Results: Follow-up data were available for 2850 of the 3539 subjects (81%). Twelve children who had a stroke during the STOP study period were further excluded from this analysis resulting 2838 subjects. The mean age at the start of Post-STOP was 10.5 years and mean duration of follow-up after exiting STOP/2 until time of last medical encounter was 9.1 years. A total of 31 patients had a primary hemorrhagic stroke during the Post-STOP observation period (incidence 0.12 per 100 pt years). The mean age at time of stroke was 16.2+5.6 (median 15.3 range (4.8-30.2) years of age.   Of those 31 patients, only 52% had a TCD during Post-STOP prior to the event. Seven of those children who underwent screening had documentation of an abnormal TCD prior to the event (5 during STOP era and/or 3 Post-STOP). However, only 1/7 patients (14%) were documented on CRCT at the time of the stroke (4 patients were receiving HU and 2 patients had unknown treatment).

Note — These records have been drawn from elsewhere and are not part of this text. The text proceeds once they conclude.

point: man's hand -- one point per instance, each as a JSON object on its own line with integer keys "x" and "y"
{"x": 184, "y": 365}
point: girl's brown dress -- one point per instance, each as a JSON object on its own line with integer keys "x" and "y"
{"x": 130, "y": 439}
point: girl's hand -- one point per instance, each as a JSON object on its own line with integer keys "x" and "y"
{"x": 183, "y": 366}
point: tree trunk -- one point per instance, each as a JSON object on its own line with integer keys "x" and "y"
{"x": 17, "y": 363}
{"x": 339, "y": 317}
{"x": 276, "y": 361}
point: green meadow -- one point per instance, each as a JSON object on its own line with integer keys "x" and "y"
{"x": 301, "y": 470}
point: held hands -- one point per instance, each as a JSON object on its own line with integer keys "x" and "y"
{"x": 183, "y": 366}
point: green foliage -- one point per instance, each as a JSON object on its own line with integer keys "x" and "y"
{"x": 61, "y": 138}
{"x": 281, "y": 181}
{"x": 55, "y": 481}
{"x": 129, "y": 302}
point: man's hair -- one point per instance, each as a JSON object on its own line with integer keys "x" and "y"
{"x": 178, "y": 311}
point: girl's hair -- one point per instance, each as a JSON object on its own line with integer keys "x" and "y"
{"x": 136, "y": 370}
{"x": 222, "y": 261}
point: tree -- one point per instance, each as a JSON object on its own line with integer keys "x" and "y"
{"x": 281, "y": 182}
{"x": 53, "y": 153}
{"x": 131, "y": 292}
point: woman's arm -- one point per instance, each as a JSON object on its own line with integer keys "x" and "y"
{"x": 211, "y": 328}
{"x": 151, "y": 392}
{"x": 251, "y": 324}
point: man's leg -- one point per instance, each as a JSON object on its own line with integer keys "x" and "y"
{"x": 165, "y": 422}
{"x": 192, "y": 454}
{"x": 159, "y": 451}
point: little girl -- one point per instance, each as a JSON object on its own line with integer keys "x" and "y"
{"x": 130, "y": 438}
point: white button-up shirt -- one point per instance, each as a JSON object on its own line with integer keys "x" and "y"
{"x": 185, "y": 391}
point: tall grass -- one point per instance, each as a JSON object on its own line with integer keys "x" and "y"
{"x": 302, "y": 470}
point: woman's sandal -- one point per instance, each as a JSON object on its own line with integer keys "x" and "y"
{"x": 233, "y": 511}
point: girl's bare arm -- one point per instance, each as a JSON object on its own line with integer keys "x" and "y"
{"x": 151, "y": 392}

Discussion:  Although less common than infarctive stroke, patients with SCD are at increased risk for hemorrhagic stroke.  There is an increased risk of mortality for patients who suffer from hemorrhagic stroke (up to 26% in some reports in the 2 weeks after the event).  It is unclear if TCD screening and subsequent initiation of CRCT will impact the rate of hemorrhagic stroke in the long term.  In our results, a similar incidence of primary hemorrhagic stroke was noted although the patients were overall younger than previously reported (16.5+/- 5.5 years versus 20-29 years in Cooperative Study of Sickle Cell Disease).  Many patients who had a hemorrhagic stroke (48%) had not undergone TCD screening during the Post-Stop period. Additionally, although a safe stopping point for CRCT has not been established in patients who have had an abnormal TCD, only 1 patient was documented on CRCT at the time of the event (14%).  Thus, it is unclear at this time whether TCD screening and subsequent, lifelong continuation of CRCT could have prevented these other events. Clearly, these results demonstrate that improved implementation of STOP protocol is needed as well as further evaluation of the impact of this protocol on the incidence of hemorrhagic stroke.